Was I supposed to let it go? I hear a bunch of moans and groans out there amongst the people that care
about me. Is he seriously gonna go there...again?!? You know, at this point, I may have a right to. It
doesn't even come down to being the bigger person or letting the shit go. It's obvious that your life has
been so twisted and torn from the beginning that you've been ed up beyond repair. Imagine it, you sane
people in blog land, because this shit is just bouncing right off of her naive sense of self worth, imagine
going through life clinging, every second, to anything, and god knows, f**king anything that will eve
f**kn remotely acknowledge you. Imagine, feeling so worthless and helpless that when someone
shows you an ounce of interest, you jump on it because you cannot fathom what true self respect or self
worth is. Imagine, having a husband...seperating from him...finding a boyfriend that cares for you
endlessly...leave the boyfriend to go back to the husband as you come to find out you're carrying the
boyfriend's child...lie to the husband that the child is his and proceed to get a divorce and cut all
ties...neglect the relationship with the boyfriend because you "didn't know what to say to" him, and
further sabotage it because you will only speak to him "now or never." Neglect the relationship to the
point of having an abortion without the boyfriend knowing any of this was even going on...then, travel
to michigan to find the next husband to be...because, remember, anyone that will love you, must be
worth it. Just throw it all away, for a different situation, not even a better one...enless better means less
complex. Hahahaha. Are you serious? The perfect husband and son? The perfect family? Here's some
news for you 'princess', the perfect family suggests the sums of all the parts to indeed be perfect as
well. And though, I've only seen the pictures you've most whorishly protrayed (yeah, a little over the
top on my comments, but f**k you), he could be a great guy after you get past the snaggle tooth and
dorky appearance. Here it comes, the big come back, 'Oh, dorky? At least he doesn't love Star Wars.'
Well you know what bitch? At least I don't live in Michigan, last I checked they were runner up to the
best school in the nation...OSU. Again, cheap shot...nothing to do with anything. Here's the point. Ever
since I met you all you could do is wonder and talk about what other people thought of you. It was
amusing at first, something I remember going through in...oh...well...f**king high
school?!?...yeah...well...as much sense as it makes now...I didn't put two and two together at that
juncture...I suppose I was still enjoying the f**king sessions during Sunday football when my friends
were in the living room...or the blow jobs on the couch... Anyways...again off topic? You'll have to
excuse me, I'm not as centered or focused as you seem to be these days. I mean, my current situation
with work, and my apt, and even past girls (eh hem) are well documented...but seeing as how you can
go through a divorce, boyfriend, abortion, and engagement all in the matter of a month and a half and
still say everything in the world is fabulous...hey, I suppose deep down I envy you. Hahahahaha, wait,
holy shit...that didn't go over well did it? No one believed that one did they? OK, let's try this on for
size. Not only do I not envy you, I dispise you. Everything you've said or done over the past few weeks
have been nothing short than to lie and manipulate yourself into the life that you've been seeking. A
life, apparently showen through your actions, of denial and 'stability' which you would describe as a
husband and a place to call home. Hahaha. You're a moron and undeserving of anything righteous or
respectable in this world. I hold your memory as bitter as I hold an encounter with a bum on the street.

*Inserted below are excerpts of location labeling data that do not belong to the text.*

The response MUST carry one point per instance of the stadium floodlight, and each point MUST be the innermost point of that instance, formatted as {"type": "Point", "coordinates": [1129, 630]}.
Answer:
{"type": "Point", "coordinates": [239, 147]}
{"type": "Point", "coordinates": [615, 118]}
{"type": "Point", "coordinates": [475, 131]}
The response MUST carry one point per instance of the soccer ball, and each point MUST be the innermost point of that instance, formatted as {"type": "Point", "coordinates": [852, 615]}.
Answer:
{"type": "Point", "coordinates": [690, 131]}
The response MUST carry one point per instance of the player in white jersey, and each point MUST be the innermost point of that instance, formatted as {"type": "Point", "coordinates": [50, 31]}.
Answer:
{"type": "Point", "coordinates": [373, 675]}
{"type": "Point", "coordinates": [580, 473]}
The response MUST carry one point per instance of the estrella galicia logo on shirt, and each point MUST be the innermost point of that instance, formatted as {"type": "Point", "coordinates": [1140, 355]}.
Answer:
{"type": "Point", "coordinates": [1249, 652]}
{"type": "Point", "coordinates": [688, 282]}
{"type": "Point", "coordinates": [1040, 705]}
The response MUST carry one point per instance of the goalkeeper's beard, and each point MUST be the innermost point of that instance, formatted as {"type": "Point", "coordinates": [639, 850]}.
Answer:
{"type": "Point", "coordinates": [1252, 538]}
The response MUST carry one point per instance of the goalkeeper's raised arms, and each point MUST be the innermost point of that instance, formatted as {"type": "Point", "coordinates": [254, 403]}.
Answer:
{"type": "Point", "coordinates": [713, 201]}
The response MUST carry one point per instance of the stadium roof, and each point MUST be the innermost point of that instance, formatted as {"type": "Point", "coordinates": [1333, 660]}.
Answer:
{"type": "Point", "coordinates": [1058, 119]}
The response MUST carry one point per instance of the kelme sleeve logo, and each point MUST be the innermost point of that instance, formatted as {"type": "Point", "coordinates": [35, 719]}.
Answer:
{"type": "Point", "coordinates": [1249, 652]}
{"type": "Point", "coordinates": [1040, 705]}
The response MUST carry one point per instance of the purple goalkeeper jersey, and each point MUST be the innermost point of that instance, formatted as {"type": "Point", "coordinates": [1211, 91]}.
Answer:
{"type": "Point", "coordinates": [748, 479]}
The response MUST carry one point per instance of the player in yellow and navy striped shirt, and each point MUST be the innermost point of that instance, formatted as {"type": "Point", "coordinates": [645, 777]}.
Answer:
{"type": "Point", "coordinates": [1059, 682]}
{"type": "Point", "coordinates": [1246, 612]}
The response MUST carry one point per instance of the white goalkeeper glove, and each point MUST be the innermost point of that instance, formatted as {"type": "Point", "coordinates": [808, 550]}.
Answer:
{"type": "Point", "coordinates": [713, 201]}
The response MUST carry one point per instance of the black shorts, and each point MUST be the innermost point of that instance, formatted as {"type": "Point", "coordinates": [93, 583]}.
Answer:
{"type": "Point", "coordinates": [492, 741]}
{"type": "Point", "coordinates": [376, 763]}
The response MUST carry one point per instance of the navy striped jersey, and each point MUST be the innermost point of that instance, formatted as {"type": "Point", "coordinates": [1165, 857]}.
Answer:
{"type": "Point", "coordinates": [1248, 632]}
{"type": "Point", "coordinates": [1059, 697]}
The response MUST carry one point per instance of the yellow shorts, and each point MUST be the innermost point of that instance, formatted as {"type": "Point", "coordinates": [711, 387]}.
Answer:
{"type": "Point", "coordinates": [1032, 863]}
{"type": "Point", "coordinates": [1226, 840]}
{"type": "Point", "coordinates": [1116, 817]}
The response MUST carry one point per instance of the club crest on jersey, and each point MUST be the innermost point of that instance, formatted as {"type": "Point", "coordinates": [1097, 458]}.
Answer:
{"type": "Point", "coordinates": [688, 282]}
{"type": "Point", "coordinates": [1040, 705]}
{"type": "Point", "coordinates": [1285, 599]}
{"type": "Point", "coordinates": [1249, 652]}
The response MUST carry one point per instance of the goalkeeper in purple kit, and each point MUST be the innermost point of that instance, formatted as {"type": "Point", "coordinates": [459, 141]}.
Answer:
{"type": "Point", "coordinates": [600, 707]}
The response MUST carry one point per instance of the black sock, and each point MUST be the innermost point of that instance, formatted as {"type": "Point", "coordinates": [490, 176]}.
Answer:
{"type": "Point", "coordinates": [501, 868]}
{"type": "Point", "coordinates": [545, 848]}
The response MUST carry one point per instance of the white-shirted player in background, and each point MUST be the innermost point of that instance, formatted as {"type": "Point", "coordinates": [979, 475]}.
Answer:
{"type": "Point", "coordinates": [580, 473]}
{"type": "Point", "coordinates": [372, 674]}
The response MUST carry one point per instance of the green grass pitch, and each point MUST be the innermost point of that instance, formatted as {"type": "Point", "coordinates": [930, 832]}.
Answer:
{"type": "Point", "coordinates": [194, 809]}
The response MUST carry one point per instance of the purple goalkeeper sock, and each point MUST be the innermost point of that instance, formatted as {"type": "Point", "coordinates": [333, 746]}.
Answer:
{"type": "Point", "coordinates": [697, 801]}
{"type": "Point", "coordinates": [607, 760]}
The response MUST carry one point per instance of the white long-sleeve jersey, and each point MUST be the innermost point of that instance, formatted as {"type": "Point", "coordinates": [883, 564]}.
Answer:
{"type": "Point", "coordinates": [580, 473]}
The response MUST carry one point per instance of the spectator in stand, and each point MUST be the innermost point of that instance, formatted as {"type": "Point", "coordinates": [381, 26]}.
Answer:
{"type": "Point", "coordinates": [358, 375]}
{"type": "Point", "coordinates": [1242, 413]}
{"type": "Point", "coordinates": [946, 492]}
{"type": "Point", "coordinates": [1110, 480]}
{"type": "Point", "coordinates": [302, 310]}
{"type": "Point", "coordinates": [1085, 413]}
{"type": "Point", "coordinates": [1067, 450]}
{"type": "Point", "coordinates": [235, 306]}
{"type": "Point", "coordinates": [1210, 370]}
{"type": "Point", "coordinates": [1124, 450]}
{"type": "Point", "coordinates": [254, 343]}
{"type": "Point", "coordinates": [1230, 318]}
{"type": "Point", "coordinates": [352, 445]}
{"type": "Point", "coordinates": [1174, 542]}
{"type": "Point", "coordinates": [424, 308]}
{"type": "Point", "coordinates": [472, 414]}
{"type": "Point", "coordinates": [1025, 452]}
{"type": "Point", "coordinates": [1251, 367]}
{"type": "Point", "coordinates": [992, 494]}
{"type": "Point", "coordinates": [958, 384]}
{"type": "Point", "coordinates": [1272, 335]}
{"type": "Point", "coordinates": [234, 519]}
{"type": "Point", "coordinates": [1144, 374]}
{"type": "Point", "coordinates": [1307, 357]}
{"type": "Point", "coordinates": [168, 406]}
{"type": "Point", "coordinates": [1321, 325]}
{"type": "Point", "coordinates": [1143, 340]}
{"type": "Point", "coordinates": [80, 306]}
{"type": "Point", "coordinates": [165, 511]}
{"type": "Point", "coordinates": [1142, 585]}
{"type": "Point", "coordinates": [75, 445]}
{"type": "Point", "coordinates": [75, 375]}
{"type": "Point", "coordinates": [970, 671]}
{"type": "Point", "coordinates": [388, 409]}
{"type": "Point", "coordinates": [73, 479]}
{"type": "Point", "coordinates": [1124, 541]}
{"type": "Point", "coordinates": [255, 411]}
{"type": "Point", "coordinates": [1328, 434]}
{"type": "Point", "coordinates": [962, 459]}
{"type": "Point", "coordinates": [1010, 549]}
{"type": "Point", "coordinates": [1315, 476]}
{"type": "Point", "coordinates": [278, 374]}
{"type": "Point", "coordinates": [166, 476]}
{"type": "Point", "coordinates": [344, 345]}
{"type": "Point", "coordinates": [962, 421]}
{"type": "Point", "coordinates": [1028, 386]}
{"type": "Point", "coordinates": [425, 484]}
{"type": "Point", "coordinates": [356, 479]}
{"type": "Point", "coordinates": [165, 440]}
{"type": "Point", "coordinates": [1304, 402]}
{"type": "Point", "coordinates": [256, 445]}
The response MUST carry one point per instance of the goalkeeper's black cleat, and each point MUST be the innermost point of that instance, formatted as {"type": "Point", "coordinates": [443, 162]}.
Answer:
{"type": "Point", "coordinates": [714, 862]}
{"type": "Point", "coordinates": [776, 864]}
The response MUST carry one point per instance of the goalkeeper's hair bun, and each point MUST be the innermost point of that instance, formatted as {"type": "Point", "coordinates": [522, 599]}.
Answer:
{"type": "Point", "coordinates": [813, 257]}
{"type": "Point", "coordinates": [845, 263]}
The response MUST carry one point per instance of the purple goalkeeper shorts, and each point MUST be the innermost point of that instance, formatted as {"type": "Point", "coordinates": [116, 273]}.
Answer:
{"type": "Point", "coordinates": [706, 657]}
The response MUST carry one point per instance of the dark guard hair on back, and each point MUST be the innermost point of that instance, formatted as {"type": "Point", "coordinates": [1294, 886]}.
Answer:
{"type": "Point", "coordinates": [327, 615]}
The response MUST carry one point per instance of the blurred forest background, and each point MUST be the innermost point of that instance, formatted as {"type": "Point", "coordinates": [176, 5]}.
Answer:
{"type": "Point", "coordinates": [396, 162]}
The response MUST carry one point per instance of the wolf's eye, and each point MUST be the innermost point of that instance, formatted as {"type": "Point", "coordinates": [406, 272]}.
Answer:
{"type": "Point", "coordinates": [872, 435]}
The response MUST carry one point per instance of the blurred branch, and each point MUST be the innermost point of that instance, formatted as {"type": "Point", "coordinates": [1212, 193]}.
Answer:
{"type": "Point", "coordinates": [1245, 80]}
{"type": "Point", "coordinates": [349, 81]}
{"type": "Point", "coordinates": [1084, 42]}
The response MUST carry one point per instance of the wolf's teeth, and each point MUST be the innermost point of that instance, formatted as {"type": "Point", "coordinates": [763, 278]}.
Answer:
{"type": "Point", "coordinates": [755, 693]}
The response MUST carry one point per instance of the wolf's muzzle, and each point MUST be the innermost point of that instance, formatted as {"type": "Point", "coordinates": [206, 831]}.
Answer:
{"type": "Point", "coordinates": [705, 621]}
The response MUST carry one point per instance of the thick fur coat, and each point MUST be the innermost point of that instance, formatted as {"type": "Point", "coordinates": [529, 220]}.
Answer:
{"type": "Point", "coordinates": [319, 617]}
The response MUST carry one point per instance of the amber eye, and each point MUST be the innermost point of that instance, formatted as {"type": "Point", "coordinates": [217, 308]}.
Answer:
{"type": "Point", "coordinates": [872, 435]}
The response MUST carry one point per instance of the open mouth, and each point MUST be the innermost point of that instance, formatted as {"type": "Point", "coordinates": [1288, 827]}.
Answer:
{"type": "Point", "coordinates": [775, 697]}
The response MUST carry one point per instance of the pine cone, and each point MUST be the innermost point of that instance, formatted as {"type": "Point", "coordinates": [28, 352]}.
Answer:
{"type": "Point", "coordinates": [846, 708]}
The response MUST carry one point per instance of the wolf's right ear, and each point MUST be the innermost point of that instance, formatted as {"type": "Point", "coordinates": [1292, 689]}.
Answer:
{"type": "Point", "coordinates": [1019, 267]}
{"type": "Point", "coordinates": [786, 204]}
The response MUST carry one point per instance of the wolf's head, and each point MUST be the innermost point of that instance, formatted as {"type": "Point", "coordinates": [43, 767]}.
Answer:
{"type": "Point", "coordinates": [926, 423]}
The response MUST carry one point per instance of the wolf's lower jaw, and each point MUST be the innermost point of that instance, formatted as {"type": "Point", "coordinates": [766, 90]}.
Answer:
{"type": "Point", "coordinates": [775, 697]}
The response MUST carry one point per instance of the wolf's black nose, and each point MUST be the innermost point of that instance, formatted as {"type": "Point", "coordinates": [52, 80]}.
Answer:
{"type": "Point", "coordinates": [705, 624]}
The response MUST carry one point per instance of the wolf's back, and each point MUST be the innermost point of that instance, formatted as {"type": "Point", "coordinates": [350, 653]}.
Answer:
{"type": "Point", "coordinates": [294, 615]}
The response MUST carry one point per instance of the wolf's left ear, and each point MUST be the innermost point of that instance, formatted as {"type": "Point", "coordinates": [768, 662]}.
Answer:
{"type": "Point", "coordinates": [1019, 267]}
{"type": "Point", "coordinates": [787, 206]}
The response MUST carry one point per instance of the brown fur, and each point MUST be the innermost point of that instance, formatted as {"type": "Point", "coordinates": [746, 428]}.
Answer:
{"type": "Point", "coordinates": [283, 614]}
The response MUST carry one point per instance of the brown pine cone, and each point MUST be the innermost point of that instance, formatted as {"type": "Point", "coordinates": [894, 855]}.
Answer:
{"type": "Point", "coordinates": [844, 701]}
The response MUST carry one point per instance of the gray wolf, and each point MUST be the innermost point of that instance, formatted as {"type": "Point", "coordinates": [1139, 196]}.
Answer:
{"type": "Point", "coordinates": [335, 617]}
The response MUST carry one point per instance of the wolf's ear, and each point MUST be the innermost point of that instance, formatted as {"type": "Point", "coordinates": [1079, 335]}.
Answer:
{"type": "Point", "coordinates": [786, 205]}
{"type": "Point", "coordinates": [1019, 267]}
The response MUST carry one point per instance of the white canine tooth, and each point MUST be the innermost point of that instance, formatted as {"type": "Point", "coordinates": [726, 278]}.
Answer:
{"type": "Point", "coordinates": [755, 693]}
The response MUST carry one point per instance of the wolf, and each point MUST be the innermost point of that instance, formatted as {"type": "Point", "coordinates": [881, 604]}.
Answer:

You say you're happy, you say it's the perfect life, the perfect family...well help the rest of the sane
world and stay there. My prayer...my prayer was once to realize what was truly taken away from me.
Now, it's to never be burdened with any form of compassion for your undeserving soul, ever again. You
want closure? How's this for closure. F**k you Tara. I hope you freeze to death in michigan. Too
harsh? Yeah, well, bitch deserves it.